As you know fire ants are a fairly recent phenomenon and were unknown, at least by me, as recently as ten years ago.  Certainly they were not a part of my West Texas upbringing, and in any case could not have held a candle to the two ants of youth.  We referred to them simply as red ants and pissants, but actually pronounced them as “rehd aintz” and passaintz”.  Both of them loom large in my memories of idle late spring and early summer days in the Concho River valley.

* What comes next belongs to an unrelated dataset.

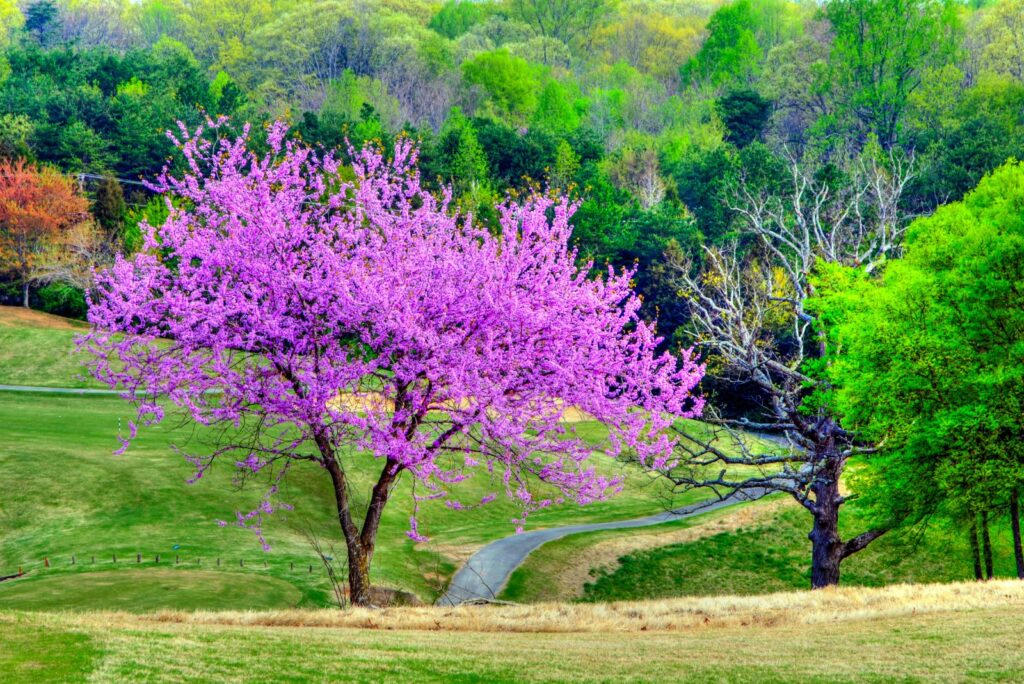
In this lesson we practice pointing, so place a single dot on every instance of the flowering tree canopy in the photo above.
(311, 316)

These red ants of my memory are actually Red Harvester Ants (Pogonomyrmex Barbatus) which are the very same as the ones that your elementary school teacher made you study in the ant colonies sought out for school field trips.  They are much larger (1/4 to 1/2 inches long) than their deadly enemies, the imported South American Fire Ants, and while they are less aggressive, their sting is much more painful and potentially debilitating than that of the Fire Ant.  This I know because of one of the many tests of impending manhood my fellow twelve year olds and I invented in the vacant lots of San Angelo.  In this particular test, two boys stood one on each side of a large Red Ant bed sans shoes with pant legs rolled up to mid calf.  At the count of three, a judge, usually one of the brighter kids, stirred the ant bed with a stick and waited for events to take their course.  Oh, I forgot to say that each contestant had only a strip of inner tube which, which by popping accurately, he could effectively and painfully divert the ants from their main line of attack.  Of course, as the ants got more and more riled, it became impossible to snap the inner tube strip fast enough to keep them from encroaching on ones bare feet and legs.  The object, you can see, was to be the last to abandon his stance astride the ant bed…..therefore proving conclusively who was the most manly.

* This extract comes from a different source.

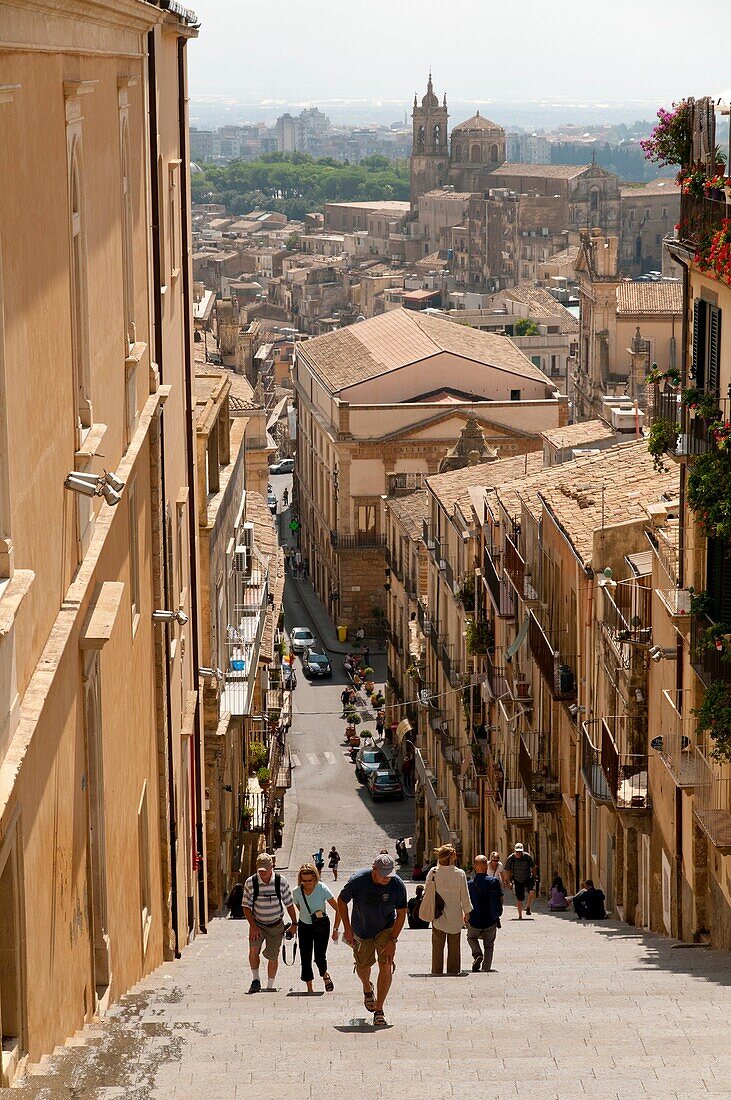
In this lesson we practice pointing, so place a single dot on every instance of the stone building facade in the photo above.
(101, 817)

As a sad afterward, I note that Red Harvester Ants are going the way of many other icons of my youth.  They are vanishing…victims of pesticide technology, fire ants and habitat destruction.  As the tide of Red Ants recedes there are other consequences.  As the Red Harvester was the primary food source of the famous West Texas Horned Toad ( or as we gigglingly said “Horny Toads”), they too are in a Darwinian retreat.  It won’t be long before they will exist only in my memory.

The other ant of note in the environs of San Angelo was the less famous and less understood  pissant (Formica Rufa).  Some say that the term pissant refers to any specie of small ant while some sources cite the old english “pissmire” as the derivation of a class of wood ants in continental forests.  Others would contend that the word pissant doesn’t even necessarily refer to a critter, but to any bothersome creature or entity that is derogatively referred to, as in LBJ’s famous dictum, “I’m not gonna let that pissant little country cost me the presidency”.  Referring of course to Viet Nam.

Personally I choose to believe that pissants are so named because when you crush them, they tend to smell like, well piss.  Actually there is some scientific merit to my thesis as this class of ant has a very high content of formic acid, which is. as you know, a colorless liquid which has a vile odor and is present in a certain human by-product.

So there you are, there is bad with the good and even various levels of bad in nature.  You’ll never think of springtime or June Bugs or fire ants in the same way again.